Sunil - There were some changes to the custom slippage API. The help docs have been updated, and can be seen here. The TLDR is that the parameters required in process_order have changed as well as what you return.
Additionally, here is an example of custom slippage in action.
Shawn - The research environment has not yet be updated to reflect the Quantopian 2 data or zipline version. We will be working on both in the coming days/weeks.
Grant - We might have a disagreement over what it means to "support 8000+ securities." There's no real-life use case for putting 8000 securities into your portfolio. What Quantopian 2 does enable is huge baskets of stocks that are selected from the full 8000, selected at any time. We've run successful tests with 1000 long names and 1000 short names. That's similar to the largest portfolios in quant funds today. Supporting that use case, and other related ones, is what we're interested in. We're not aiming for an arbitrary goal of holding one share of everything. I'm quite comfortable saying that we support 8000+ securities without supporting the buy-one-share-of-everything use case - it's not a useful, meaningful test.

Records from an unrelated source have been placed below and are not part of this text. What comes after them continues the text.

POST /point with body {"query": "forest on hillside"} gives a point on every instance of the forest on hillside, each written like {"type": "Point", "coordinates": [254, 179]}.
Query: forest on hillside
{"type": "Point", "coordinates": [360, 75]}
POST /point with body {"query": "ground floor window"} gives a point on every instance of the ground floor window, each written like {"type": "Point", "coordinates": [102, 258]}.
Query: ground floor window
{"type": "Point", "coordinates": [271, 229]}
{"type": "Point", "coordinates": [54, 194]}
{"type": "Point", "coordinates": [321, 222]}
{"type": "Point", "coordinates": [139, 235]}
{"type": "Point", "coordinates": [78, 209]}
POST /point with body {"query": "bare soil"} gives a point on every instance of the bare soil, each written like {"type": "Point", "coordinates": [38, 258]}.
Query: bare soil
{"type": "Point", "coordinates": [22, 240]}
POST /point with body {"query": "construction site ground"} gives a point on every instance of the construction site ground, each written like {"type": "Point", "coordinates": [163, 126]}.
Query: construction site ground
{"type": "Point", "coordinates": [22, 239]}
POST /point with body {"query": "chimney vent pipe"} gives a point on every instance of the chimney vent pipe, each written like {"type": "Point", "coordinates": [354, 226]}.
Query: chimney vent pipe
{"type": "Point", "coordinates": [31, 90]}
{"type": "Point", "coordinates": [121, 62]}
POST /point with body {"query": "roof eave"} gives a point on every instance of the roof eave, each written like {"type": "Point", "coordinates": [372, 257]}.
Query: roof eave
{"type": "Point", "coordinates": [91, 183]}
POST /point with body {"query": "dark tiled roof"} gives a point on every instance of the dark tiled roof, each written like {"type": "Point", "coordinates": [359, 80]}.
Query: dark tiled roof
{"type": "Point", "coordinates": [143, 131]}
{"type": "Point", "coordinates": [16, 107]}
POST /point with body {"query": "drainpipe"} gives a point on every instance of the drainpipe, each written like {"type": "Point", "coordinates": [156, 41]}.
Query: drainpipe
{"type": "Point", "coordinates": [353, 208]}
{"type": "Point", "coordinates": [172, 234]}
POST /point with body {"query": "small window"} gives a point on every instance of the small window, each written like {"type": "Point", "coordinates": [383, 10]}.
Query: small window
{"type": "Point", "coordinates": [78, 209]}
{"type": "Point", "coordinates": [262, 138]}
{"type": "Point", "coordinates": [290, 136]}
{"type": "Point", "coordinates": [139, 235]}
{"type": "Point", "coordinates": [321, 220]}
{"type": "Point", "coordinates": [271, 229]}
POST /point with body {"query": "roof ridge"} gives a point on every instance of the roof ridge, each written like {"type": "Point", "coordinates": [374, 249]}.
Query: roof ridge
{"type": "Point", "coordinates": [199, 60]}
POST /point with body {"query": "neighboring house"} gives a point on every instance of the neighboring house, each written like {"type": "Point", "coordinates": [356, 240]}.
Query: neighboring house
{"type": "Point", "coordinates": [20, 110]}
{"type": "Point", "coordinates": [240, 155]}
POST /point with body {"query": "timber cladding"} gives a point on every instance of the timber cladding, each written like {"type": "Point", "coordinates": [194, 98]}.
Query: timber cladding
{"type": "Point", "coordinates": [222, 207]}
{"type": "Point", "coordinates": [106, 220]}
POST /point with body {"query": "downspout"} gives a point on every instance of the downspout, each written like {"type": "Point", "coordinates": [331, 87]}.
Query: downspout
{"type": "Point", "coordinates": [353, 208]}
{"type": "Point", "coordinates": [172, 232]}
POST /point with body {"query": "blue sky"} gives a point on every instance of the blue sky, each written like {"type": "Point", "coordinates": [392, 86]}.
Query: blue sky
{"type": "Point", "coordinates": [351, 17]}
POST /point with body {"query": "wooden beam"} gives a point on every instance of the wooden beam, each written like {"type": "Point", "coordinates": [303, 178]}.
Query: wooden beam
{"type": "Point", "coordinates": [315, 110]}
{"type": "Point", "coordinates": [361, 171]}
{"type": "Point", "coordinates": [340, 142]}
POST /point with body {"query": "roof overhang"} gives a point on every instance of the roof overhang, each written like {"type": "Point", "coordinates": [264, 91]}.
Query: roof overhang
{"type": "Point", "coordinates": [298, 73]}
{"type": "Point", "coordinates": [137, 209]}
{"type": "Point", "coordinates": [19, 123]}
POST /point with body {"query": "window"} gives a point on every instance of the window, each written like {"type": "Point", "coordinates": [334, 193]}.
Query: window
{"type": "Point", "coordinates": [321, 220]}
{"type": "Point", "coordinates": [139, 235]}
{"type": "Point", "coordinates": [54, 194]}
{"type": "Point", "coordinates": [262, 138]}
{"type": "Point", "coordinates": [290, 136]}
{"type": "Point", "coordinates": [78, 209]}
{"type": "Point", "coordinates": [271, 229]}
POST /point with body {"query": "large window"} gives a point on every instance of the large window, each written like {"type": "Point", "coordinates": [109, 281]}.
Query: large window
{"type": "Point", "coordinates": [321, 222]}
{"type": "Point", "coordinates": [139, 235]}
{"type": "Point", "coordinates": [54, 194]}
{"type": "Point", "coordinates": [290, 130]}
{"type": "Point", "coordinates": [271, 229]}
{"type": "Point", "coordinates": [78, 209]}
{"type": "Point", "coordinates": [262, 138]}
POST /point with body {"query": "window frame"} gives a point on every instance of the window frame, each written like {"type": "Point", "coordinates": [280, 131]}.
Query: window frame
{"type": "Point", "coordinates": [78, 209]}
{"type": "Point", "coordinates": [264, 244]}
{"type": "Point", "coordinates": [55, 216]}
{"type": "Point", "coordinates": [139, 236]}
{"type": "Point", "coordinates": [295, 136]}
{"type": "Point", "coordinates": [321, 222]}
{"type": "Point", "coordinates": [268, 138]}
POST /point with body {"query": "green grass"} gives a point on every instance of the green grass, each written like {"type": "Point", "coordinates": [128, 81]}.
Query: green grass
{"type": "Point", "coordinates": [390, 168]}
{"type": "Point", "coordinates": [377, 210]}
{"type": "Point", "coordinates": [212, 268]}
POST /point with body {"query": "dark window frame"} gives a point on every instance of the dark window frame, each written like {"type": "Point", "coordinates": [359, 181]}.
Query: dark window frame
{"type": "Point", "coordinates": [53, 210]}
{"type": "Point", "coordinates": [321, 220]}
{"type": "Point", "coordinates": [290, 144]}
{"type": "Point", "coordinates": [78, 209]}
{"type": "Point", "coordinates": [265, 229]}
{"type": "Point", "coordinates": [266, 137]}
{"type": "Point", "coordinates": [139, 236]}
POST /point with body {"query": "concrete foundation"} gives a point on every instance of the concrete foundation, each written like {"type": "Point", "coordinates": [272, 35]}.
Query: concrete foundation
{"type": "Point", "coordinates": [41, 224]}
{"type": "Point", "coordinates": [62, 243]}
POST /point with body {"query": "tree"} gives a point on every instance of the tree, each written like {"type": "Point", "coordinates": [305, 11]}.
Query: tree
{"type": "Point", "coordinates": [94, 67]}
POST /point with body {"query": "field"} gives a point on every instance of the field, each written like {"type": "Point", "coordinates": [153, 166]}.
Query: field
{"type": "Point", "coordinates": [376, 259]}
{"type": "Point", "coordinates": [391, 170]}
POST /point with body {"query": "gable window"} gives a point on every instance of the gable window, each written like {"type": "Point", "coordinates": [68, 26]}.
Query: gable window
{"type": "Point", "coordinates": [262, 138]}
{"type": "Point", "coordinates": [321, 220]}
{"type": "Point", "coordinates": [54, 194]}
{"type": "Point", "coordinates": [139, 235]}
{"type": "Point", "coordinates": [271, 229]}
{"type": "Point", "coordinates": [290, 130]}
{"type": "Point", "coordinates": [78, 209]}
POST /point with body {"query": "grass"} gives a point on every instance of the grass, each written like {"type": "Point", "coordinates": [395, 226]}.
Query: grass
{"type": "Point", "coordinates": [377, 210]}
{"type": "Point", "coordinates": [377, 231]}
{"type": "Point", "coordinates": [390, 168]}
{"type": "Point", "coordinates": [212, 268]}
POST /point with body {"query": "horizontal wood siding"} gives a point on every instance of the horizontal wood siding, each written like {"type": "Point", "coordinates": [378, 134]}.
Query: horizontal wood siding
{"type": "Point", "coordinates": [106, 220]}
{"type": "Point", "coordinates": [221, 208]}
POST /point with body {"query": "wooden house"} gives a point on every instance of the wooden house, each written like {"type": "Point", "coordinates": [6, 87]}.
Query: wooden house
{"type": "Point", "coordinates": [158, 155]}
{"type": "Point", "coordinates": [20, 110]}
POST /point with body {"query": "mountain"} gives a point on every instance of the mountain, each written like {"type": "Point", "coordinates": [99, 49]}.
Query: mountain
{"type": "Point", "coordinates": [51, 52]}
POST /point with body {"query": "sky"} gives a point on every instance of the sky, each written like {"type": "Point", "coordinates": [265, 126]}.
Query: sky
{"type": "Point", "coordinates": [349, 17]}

The practical, technical limitation on how many stocks you can actually hold at any one time is related to the liquidity of the securities. The expensive computation in this area is doing the price lookup. Looking up a price for "now" is very fast. Looking up historical prices is more expensive. Illiquid securities trade infrequently, and the farther back in time we have to look for the most recent price, the more the computational cost increases. Baskets of 1000 long and 1000 short are possible on highly liquid stocks. If you trade in illiquid securities, the baskets will need to be smaller. Of course, constructing a basket of illiquid stocks is probably a bad idea - again, it's a use case that we're not aiming to support.